Yamaha presenta la nuova Otokomae, 'figlia' della stilosa XSR 700

Parola d’ordine ‘café racer‘: prosegue il progetto internazionale della Yamaha di dare vita ad una serie di moto customizzate speciali nate sui modelli più stilosi della casa di Iwata. L’ultima nata in questo senso è la nuova “Otokomae“, evoluzione della Faster Sons XSR 700.

Autore della versione café racer è l’emergente Ad Hoc Cafè Racers (ADHOC) guidato da David Gonzales, già all’opera su altre Yamaha, in particolare la XJ650 e XJ750. Questa volta, come spiegato, la base di partenza è una XSR 700, trasformata in una street tracker chiamata ‘Otokomae’, una special che prende il nome da un noto manga giapponese e che colpisce per il suo stile aggressivo per i vivaci colori fluo del telaio.

“David ha riversato tutta la sua folle e geniale creatività in questa nuova Yard Built: il carattere da street tracker, grintoso e combattivo, si adatta perfettamente allo spirito della XSR 700 – a commentato Cristian Barelli, Marketing Coordinator di Yamaha Motor Europe – La verniciatura, inoltre, è qualcosa di unico ed inedito. Durante la fase di progettazione e realizzazione, David ha seguito scrupolosamente la regola fondamentale di non tagliare o saldare il telaio del modello originale”.

“Questa Yard Built prova quindi che è possibile customizzare la 700 Faster Sons senza interventi pesanti. I dettagli sono lavorati con molta cura, e, cosa più importante, non compromettono la guidabilità e mantengono il fattore divertimento caratteristico della XSR”, ha aggiunto Barelli.

Per la sua customizzazione, Gonzales è partito dall’anteriore, aggiungendo una serie di componenti appartenenti ad altri modelli Yamaha, come il manubrio e i riser della MT-09, la forcella, i freni a disco, la pompa dei freni e frizione della YZF-R6 e, per finire, il faro anteriore con supporto della storica MT-01, munito però di una copertura fumé.

I cerchi Borrani e le gomme Michelin Anakee 3 contribuiscono a mantenere la linea e lo spirito della XSR 700, richiamando al tempo stesso il classico stile scrambler.
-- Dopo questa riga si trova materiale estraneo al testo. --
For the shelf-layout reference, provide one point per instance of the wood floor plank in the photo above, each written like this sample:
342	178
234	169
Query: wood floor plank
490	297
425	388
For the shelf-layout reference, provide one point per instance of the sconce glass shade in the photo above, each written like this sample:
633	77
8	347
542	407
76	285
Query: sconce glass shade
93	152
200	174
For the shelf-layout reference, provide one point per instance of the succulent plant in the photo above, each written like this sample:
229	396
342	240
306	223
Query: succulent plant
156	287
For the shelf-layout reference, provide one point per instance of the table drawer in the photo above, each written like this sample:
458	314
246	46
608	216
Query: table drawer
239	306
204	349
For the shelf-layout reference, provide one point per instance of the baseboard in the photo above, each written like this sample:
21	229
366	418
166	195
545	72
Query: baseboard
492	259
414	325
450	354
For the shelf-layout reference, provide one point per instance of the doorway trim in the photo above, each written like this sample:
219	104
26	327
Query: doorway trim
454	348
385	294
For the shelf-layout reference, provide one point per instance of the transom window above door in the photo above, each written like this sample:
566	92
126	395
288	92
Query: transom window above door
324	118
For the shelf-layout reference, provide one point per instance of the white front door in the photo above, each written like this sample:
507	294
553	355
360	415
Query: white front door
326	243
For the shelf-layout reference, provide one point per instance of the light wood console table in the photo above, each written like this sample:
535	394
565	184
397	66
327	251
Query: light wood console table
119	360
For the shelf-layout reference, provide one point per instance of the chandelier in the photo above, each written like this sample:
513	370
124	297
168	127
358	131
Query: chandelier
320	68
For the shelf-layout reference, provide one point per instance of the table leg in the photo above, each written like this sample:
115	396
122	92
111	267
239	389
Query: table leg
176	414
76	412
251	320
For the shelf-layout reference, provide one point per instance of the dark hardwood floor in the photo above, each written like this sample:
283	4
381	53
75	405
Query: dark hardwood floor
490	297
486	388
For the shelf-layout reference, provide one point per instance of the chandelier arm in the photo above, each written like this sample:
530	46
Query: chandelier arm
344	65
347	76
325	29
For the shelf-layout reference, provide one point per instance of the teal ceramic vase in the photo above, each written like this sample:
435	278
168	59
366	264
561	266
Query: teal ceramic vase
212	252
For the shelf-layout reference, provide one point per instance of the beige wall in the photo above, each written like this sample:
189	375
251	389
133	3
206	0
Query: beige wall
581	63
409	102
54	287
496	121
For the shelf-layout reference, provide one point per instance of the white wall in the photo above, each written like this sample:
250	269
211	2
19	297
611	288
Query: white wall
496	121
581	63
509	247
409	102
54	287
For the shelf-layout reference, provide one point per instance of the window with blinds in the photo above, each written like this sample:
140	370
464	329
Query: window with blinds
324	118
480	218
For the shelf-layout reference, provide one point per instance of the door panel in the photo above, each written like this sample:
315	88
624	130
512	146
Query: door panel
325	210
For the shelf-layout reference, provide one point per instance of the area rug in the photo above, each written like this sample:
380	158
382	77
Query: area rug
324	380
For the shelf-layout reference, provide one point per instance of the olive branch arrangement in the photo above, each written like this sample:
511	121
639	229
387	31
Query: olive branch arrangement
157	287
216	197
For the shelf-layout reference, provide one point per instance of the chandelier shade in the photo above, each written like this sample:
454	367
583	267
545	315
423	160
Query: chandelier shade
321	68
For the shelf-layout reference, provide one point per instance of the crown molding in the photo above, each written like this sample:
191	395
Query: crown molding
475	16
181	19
Il serbatoio resta quello originale, anche se più muscoloso e visivamente caricato in avanti, oltre che nascosto da un guscio costruito ad hoc diviso in quattro parti modulari. Il radiatore, dipinto di nero, si fonde con il blocco motore e la scatola filtro è stata rimossa e rimpiazzata con un filtro Racing per liberare spazio nell’area centrale. Pure lo scarico di serie è stato sostituito da un impianto completo SC Project, dal suono più aggressivo.

Il telaietto posteriore, realizzato specificatamente per questo modello, permette l’accesso agli attrezzi e alla batteria. La posizione di guida è stata rialzata di 15 mm grazie agli ammortizzatori Project Gears Racing ed è stata aggiunta una sella customizzata in cuoio di prima qualità. All’anteriore, i foderi forcella incorporano gli indicatori di direzione e, infine, i classici colori blu e giallo di Yamaha Racing, interpretati in chiave moderna, danno un ulteriore carattere di originalità e grinta a questa nuova Yard Built.